Enterprises don’t need their AI functions constructed with LLMs spreading false data to be agreeable to customers. It might misalign with a corporation’s tone or ethics and could possibly be very annoying for workers and their platforms’ end-users. 

The researchers mentioned the Elephant methodology and additional testing might assist inform higher guardrails to stop sycophancy from rising. 


Source link
TAGGED: backlash, benchmark, Board, endorsementFind, GPT4o, models, moral, Persists, researchers, sycophancy
Share This Article
Twitter Email Copy Link Print
Previous Article Instead Receives Investment from IRIS Software Group Instead Receives Investment from IRIS Software Group
Next Article Zenflow Raises $24M in Series C Financing Pulnovo Medical Receives Investment from EQT and Qiming Venture Partners
Leave a comment

Leave a Reply Cancel reply

Your email address will not be published. Required fields are marked *

Your Trusted Source for Accurate and Timely Updates!

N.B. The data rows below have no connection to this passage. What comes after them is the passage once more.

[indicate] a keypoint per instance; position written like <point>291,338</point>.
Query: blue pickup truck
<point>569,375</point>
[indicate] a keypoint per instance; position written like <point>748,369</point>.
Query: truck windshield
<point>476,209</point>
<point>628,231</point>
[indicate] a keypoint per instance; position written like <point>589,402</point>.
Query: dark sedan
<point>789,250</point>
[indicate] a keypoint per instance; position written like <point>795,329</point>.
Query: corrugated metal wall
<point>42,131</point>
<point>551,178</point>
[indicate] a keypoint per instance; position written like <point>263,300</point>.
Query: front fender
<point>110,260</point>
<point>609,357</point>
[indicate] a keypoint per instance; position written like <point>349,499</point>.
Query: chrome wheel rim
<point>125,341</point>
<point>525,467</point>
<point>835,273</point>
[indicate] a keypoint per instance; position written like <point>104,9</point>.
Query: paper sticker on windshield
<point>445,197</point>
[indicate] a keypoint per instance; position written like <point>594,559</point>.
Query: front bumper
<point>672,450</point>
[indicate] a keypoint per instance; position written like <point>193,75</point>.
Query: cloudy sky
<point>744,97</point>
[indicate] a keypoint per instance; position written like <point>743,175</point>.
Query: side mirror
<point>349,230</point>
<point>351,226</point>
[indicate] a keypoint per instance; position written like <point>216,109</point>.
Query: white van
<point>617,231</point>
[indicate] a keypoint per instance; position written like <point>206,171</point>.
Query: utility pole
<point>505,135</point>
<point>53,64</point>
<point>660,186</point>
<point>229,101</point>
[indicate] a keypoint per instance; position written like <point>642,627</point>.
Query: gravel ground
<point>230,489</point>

Our commitment to accuracy, impartiality, and delivering breaking news as it happens has earned us the trust of a vast audience. Stay ahead with real-time updates on the latest events, trends.
FacebookLike
TwitterFollow
InstagramFollow
YoutubeSubscribe
LinkedInFollow
MediumFollow
- Advertisement -
Ad image

Popular Posts

Compass, Vertiv Launch Hybrid Cooling for Scalable Air and Liquid AI Workloads

As AI workloads develop extra dynamic, information heart cooling should evolve in tandem. On this…

June 2, 2025

China’s growing ‘robotaxi’ fleet sparks concern, wonder on streets

A view from the again seat of a driverless taxi because it navigates via Wuhan,…

August 16, 2024

Experian Acquires NeuroID

Experian, a world information and know-how firm, acquired NeuroID, a Whitefish, MT-based firm which focuses…

August 14, 2024

Nvidia tackles agentic AI safety and security with new NeMo Guardrails NIMs

Be a part of our day by day and weekly newsletters for the newest updates…

January 16, 2025

EU invests €307m in AI and digital technologies

As international competitors over digital applied sciences intensifies, the European Fee is stepping up its…

January 20, 2026

You Might Also Like

ASML's high-NA EUV tools clear the runway for next-gen AI chips
AI

ASML’s high-NA EUV tools clear the runway for next-gen AI chips

By saad
Poor implementation of AI may be behind workforce reduction
AI

Poor implementation of AI may be behind workforce reduction

By saad
Upgrading agentic AI for finance workflows
AI

Upgrading agentic AI for finance workflows

By saad
Goldman Sachs and Deutsche Bank test agentic AI for trade surveillance
AI

Goldman Sachs and Deutsche Bank test agentic AI in trading

By saad
Data Center News
Facebook Twitter Youtube Instagram Linkedin

About US

Data Center News: Stay informed on the pulse of data centers. Latest updates, tech trends, and industry insights—all in one place. Elevate your data infrastructure knowledge.

Top Categories
  • Global Market
  • Infrastructure
  • Innovations
  • Investments
Usefull Links
  • Home
  • Contact
  • Privacy Policy
  • Terms & Conditions

© 2024 – datacenternews.tech – All rights reserved

Welcome Back!

Sign in to your account

Lost your password?
We use cookies to ensure that we give you the best experience on our website. If you continue to use this site we will assume that you are happy with it.
You can revoke your consent any time using the Revoke consent button.